The incident, which happened in July 2013, was recently detailed in a Eurosurveillance report.
The unidentified patient died of infectious cavitary pulmonary TB while receiving first aid from three crew members and two passengers in the back of the plane near the cabin bathroom area, according to Maria an der Heiden, DVM, infectious disease epidemiologist at the Robert Koch Institute in Berlin, and colleagues.
Some passengers reported seeing the patient moving around the plane and coughing up blood, causing concern of widespread infection. But their recollections were disputed by all three crew members and one of the passengers who rendered first aid, and the investigators found only one other person on the plane — a passenger sitting in the last row — who was “probably” infected during the event.
The investigators agreed with those rendering first aid, concluding that an acute massive hemoptysis event happened in the last 30 minutes of the flight in the back of the plane.
An der Heiden told Infectious Disease News that cleaning personnel found blood only in the back part of the plane, not on the seats.
“Maybe the initial information that indicated that the patient had moved about the aircraft coughing blood was more a rumor than the reality,” an der Heiden said.
Privacy concerns prevented the investigators from disclosing certain information about the patient who died, including his or her gender and nationality. According to the investigation, the patient was flying alone after arriving in Turkey on an earlier flight from a country in Eastern Europe that is on WHO’s list of places with a heavy burden of multidrug-resistant TB (MDR-TB), raising suspicion that the patient might have a drug-resistant infection.
Fifteen of the 27 countries on WHO’s list of countries with a heavy MDR-TB burden are in Eastern Europe, but an der Heiden would not even note the prevalence of MDR-TB in the patient’s home country for fear it would give away his or her nationality. “The patient was a resident in the country of origin” of the first flight, an der Heiden said. (The investigators said they did not know if any attempt was made to contact passengers and crew on the earlier flight.)
Despite little evidence that there is a risk for acquiring TB during air travel, the investigators attempted to contact and test all 155 passengers and seven crew members on the Turkey-to-Germany flight. Because of the severity of the patient’s symptoms, reports of the patient moving around the cabin, and the high rate of MDR-TB in the patient’s home country, the investigators considered the event a “public health threat” and went beyond European guidelines, which generally call for contact tracing only on flights that are 8 hours or longer.
Testing eventually confirmed that the patient’s TB strain was resistant to isoniazid, rifampicin, prothionamide, pyrazinamide, ethambutol, streptomycin, ofloxacin, moxifloxacin, amikacin, capreomycin and rifabutin, and was sensitive only to linezolid.

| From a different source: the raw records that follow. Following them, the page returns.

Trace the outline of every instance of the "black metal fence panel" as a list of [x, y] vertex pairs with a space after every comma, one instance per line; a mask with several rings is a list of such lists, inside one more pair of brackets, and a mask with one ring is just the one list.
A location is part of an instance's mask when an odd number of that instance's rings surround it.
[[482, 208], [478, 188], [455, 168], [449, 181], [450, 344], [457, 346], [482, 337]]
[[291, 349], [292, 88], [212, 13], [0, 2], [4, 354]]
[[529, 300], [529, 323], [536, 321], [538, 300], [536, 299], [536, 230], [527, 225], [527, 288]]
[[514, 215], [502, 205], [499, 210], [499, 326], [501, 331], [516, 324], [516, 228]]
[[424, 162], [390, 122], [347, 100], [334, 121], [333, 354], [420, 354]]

The passengers and crew members on the affected flight were of 17 different nationalities, but most were German. Investigators asked health authorities in the different countries to test them at least twice: once as soon as possible and once at least 8 weeks later. In all, 112 people from the flight were tested at least once for TB infection, including all seven passengers considered at high risk for exposure: the three crew members and two passengers who rendered first aid, and two passengers who sat near the patient. (An der Heiden and colleagues said those who rendered first aid were aware of the patient’s TB diagnosis because the patient had told another passenger about the condition.)
Evidence of “probable” transmission was found in only one passenger, a young Turkish adult who was sitting in the last row close to where the patient collapsed. The passenger reported receiving a Bacillus Calmette–Guérin vaccine for TB. In 14 other LTBI cases, including one person who rendered first aid, recent transmission could not be ruled out.

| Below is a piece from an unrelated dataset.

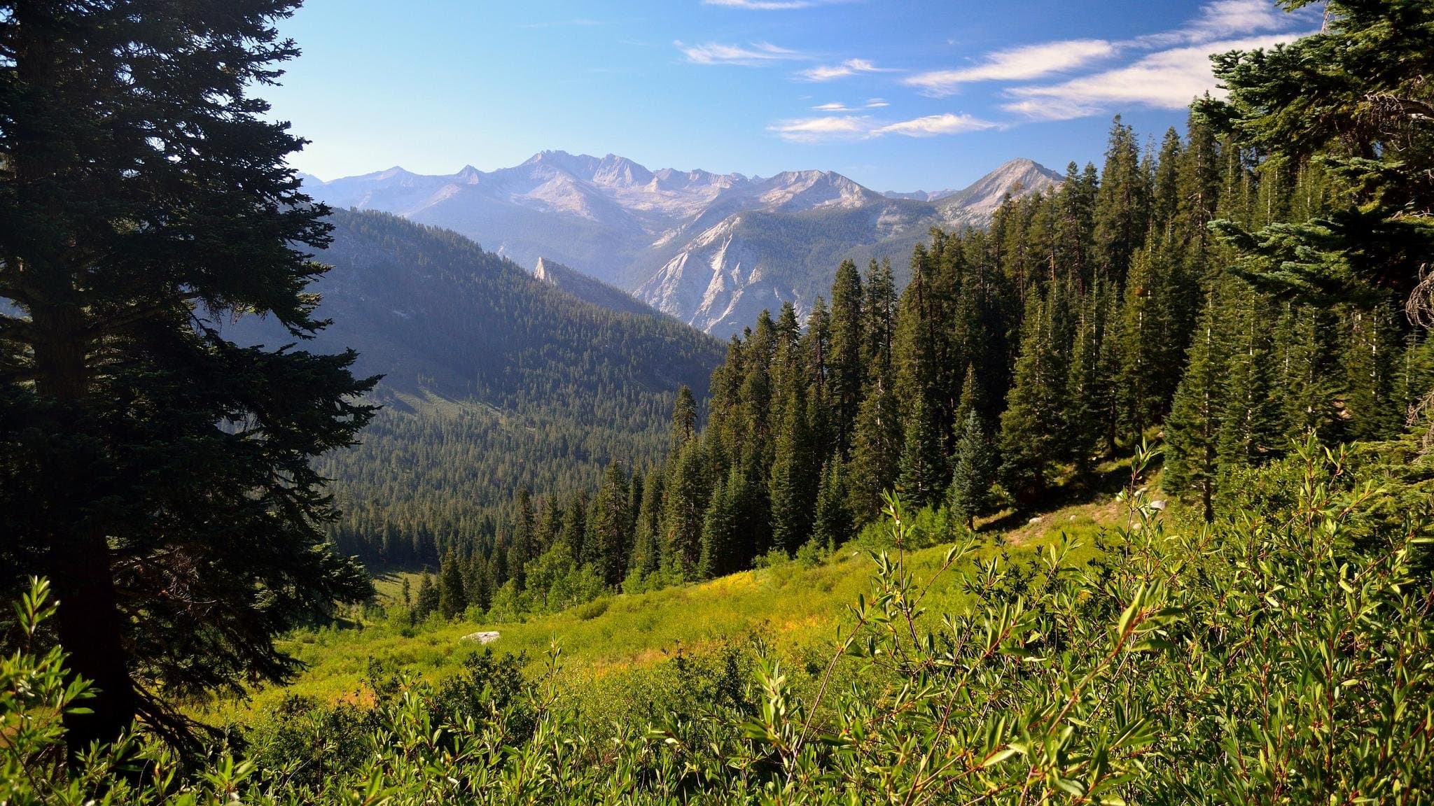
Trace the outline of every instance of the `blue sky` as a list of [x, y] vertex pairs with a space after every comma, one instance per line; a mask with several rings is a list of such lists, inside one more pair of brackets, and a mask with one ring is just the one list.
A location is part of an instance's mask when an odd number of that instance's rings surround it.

An der Heiden and colleagues said no secondary active TB cases related to the event had been reported as of this month. One of the biggest challenges of their investigation, they said, was the lack of a fast and reliable testing method for detection of a recent TB infection.

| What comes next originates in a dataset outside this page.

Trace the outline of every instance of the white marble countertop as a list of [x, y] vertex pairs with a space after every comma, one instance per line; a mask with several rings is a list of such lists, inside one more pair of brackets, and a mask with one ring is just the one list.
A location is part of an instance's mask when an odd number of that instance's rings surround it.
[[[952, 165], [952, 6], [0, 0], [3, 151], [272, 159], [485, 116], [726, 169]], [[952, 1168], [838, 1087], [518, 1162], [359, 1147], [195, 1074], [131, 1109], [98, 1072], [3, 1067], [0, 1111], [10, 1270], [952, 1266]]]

“The yield of the investigation strongly depends on the performance of the diagnostic test and an applicable test strategy,” they concluded. “Further efforts are needed to develop eligible tests that allow the detection of a newly acquired TB infection and that indicate the risk of progression of TB infection to active TB.” – by Gerard Gallagher
Disclosure: The researchers report no relevant financial disclosures.